One of the only items that they left intact was the original shoeshine station, which is now operational once again. Capitalizing on the shoeshine element, Greco spoke with his barber, Jonny the Barber (Jonathan Palmeri), who agreed to open up a classic barber shop in the lobby.
Now, visitors to the building (offices – now 80 percent full) can get an old fashioned cut and a hot shave, and then get their shoes polished before heading back to work. Or they can grab a lunch at Ashker’s Café, which is celebrating its soft opening in the building this Friday (formerly Shayleen’s, and Andiamo).

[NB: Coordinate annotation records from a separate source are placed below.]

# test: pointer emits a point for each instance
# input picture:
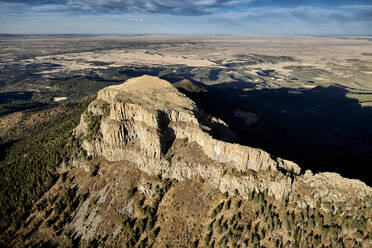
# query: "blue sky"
(327, 17)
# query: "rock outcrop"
(147, 121)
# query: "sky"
(267, 17)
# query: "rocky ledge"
(147, 121)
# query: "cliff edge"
(148, 122)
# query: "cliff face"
(148, 122)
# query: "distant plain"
(307, 99)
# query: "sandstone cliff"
(148, 122)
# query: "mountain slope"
(151, 172)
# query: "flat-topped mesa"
(147, 121)
(151, 113)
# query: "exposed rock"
(147, 121)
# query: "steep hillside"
(153, 170)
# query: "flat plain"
(307, 99)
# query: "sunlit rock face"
(147, 121)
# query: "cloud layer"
(189, 16)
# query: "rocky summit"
(149, 168)
(148, 122)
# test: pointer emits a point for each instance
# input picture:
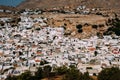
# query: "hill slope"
(115, 4)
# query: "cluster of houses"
(23, 47)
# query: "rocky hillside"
(114, 4)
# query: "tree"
(11, 78)
(39, 74)
(25, 76)
(72, 74)
(47, 69)
(109, 74)
(61, 70)
(86, 76)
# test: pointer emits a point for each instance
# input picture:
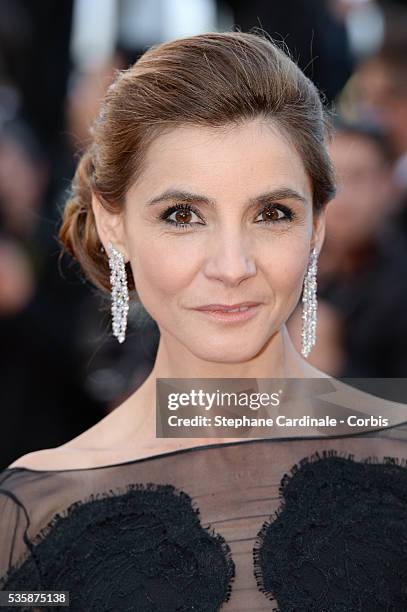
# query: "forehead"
(224, 159)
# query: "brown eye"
(270, 214)
(182, 216)
(274, 214)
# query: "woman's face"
(244, 235)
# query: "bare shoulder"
(88, 449)
(44, 459)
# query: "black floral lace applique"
(143, 550)
(338, 542)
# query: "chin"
(227, 352)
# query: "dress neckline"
(202, 447)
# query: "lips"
(240, 307)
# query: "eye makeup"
(186, 210)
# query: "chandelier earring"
(310, 304)
(119, 292)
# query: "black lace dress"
(274, 524)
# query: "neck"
(279, 359)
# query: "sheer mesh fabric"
(275, 524)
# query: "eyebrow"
(281, 193)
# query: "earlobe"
(110, 227)
(318, 237)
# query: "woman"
(205, 188)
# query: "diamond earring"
(119, 295)
(309, 300)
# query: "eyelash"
(187, 207)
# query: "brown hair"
(210, 79)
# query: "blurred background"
(61, 369)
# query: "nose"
(229, 260)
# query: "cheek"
(160, 272)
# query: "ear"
(110, 227)
(319, 228)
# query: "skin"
(225, 256)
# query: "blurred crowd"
(61, 370)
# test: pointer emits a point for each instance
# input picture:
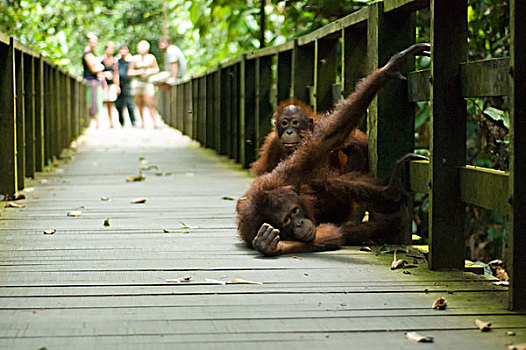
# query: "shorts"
(109, 93)
(143, 88)
(93, 96)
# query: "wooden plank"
(29, 113)
(485, 78)
(8, 160)
(20, 119)
(302, 71)
(284, 76)
(325, 69)
(391, 131)
(517, 78)
(264, 108)
(39, 115)
(486, 188)
(448, 133)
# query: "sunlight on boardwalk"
(91, 286)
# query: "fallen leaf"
(179, 280)
(398, 264)
(502, 283)
(211, 280)
(483, 326)
(414, 336)
(18, 195)
(440, 304)
(136, 178)
(242, 281)
(517, 347)
(138, 201)
(14, 205)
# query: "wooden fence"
(42, 109)
(229, 108)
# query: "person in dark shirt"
(92, 75)
(123, 82)
(109, 91)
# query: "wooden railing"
(42, 109)
(229, 108)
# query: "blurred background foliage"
(211, 31)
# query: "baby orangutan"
(304, 205)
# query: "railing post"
(8, 175)
(391, 130)
(302, 71)
(263, 108)
(29, 107)
(247, 120)
(39, 114)
(325, 69)
(448, 134)
(284, 75)
(517, 257)
(20, 119)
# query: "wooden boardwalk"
(90, 286)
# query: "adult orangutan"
(294, 119)
(303, 204)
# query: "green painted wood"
(354, 57)
(486, 188)
(302, 71)
(448, 134)
(39, 115)
(264, 108)
(8, 160)
(405, 6)
(390, 129)
(20, 119)
(284, 76)
(485, 78)
(225, 95)
(517, 102)
(29, 113)
(325, 71)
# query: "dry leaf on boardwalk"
(135, 178)
(440, 304)
(242, 281)
(179, 280)
(14, 205)
(414, 336)
(483, 326)
(138, 201)
(19, 195)
(517, 347)
(211, 280)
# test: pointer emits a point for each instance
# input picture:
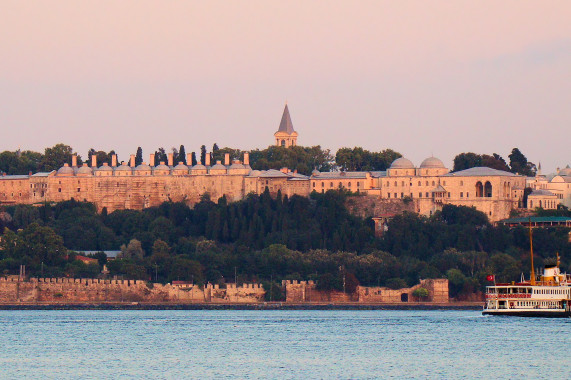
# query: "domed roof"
(85, 170)
(65, 170)
(402, 163)
(143, 167)
(565, 172)
(432, 162)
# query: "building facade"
(425, 189)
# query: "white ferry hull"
(559, 313)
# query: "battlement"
(297, 282)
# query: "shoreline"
(243, 306)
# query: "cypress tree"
(203, 155)
(139, 156)
(182, 155)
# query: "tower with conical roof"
(286, 136)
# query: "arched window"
(488, 189)
(479, 189)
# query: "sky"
(421, 77)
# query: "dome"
(85, 170)
(402, 163)
(65, 170)
(432, 162)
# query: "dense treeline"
(263, 238)
(518, 162)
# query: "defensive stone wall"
(305, 291)
(67, 290)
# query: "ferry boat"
(548, 295)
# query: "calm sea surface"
(281, 344)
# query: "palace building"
(425, 189)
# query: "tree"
(160, 156)
(465, 161)
(56, 156)
(139, 157)
(520, 165)
(132, 250)
(203, 154)
(182, 155)
(358, 159)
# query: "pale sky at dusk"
(416, 76)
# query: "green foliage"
(469, 160)
(181, 155)
(56, 156)
(520, 165)
(358, 159)
(302, 159)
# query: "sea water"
(280, 344)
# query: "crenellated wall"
(67, 290)
(305, 291)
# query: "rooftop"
(481, 171)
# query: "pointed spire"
(286, 125)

Or they can get a quick workout in at LA Fitness, which is currently undergoing a major upgrade. The Wynns recently brought a top dog from the fitness company to Buffalo to demonstrate all of the work that they were doing, and now LA Fitness plans on making this fitness center one of the premier locations in the chain (more news on all of these advancements coming soon).
Jeffrey Wynn is an art deco enthusiast. The properties that the Wynns are eyeing here in Buffalo tend to have art deco elements, which are then lovingly restored. 69 Delaware is no different. Between interior designer Gray Abraham (Decollect out of Port Hope, Ontario), and Toronto artist David Chestnutt, the lobby has been transformed into an art deco wonderland.

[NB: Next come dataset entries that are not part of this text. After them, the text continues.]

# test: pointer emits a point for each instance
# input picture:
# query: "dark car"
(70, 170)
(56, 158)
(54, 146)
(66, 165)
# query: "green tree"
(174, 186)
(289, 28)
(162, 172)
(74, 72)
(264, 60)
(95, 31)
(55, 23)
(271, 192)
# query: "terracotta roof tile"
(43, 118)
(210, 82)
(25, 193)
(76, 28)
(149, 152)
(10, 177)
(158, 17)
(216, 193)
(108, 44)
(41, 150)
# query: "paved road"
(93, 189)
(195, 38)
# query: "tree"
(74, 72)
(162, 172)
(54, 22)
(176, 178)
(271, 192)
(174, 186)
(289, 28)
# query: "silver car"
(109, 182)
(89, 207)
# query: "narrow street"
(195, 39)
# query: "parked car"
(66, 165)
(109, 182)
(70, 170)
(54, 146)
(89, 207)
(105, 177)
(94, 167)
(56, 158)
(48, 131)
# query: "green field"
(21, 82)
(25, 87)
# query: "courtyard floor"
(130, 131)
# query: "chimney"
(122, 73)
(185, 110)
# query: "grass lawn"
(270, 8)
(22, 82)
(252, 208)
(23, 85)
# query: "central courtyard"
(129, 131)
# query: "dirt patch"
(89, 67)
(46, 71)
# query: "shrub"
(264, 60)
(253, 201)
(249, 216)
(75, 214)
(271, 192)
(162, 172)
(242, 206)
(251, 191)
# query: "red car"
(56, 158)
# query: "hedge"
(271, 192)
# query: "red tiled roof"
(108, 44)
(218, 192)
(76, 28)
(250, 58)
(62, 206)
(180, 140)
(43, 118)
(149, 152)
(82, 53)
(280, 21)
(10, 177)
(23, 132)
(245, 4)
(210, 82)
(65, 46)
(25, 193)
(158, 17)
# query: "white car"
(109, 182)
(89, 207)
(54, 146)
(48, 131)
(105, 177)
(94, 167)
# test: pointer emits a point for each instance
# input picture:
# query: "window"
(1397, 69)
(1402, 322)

With giant oversized floor lamps, spectacular murals dedicated to Buffalo’s history (and future), a brilliant display case filled with Buffalo Athletic Club memorabilia, a deco concierge station, and the revealed staircase, the entire look of the entranceway has been cleverly modified to impress any visitor to the EB Green building.
The appearance has gone from tragic to classic, almost overnight. It actually took a year and a half to bring it around from “being pretty much a dump,” as they described it. And they’re not done with this building – not by a long shot. They have more plans and ambitions, although I am not at liberty to discuss those at this point in time. What I can say is, Buffalo should be very thankful to have the Wynns playing around with our real estate. As their corporation name implies, everything that they touch turns to gold – they have a property portfolio that spans the globe, and they have their eyes on Buffalo, with feet on the ground.
Talking with Jeffrey Wynn, one would think that the guy lives here. He and Leslie actually are spending a lot of time here. They have been everywhere, eaten everywhere, and they talk Buffalo shop like old pros. These two are sold on Buffalo.
69 Delaware is the Wynn’s 7th investment property in Buffalo. They recently picked up 1165 Delaware Avenue. They have been steadily restoring the art deco nature of the building.
They say that they have some impressive real estate deals in the works, and that they have just begun to invest in this city. Since there’s nothing left in Toronto to play with (the brothers own 4000 residential units in TO), they are focusing their regional efforts on Buffalo. At the same time, they say that it’s not exactly easy to find buildings anymore. That’s why they hope to acquire parking lots, to build mid-rises… if anyone will let the parking lots go at a reasonable price.
At this point in the conversation, the topic began to shift from opportunities, to possibilities. What can the City do, to free up parking lots to developers that want to build? These guys want to build. They see the future of Buffalo as “infill”. Like many Buffalo Rising readers, they can’t believe the amount of surface parking, and the opportunities at hand to add to the City’s tax rolls. Is it time for the City to tax surface parking lots, in order to get the owners to make a move? How else do we free up this property that does virtually zip for Buffalo? According to Assemblyman Sean Ryan, the City should be charging sewer fees to parking lot owners, like other cities. there should be more regulations in place, instead of fewer regulations (which is what has been happening). Over the years, the laws have changed in favor of parking lot owners (on a number of fronts). Unfortunately, there is no cohesive urban plan for these types of problematic issues. The Wynns want to build modern glass mid-rise buildings, with concierge amenities in the lobbies. They feel that this is the future of Buffalo. This is where people downsizing from the suburbs, and coming from other cities, will want to live. But parking lot owners are perfectly content sitting around collecting money.
In the four years that the Wynns have been seriously scoping out Buffalo, they can’t believe the amazing changes that they have seen. “People are moving back into the city,” said Jeffrey. “There are more people walking around in downtown Buffalo, and there are more things to do. It’s taking place relatively quickly. Now people want to live in the city – although we specialize in residential, we were immediately sold on 69 Delaware (now rebranded as the Athletic Club Building) the minute we saw it. We’ve lit up the whole outside, added the historic athletic club lettering up top, and we’re flying our flags. While we love Toronto, we love coming to Buffalo. It’s the buildings, but it’s also things like the Olmsted Park System – there’s nothing like that in Toronto. We want to be a part of bringing people back into Buffalo. We’ve been coming to Buffalo forever, but we’re just now seeing some traction. The time is now for this city.”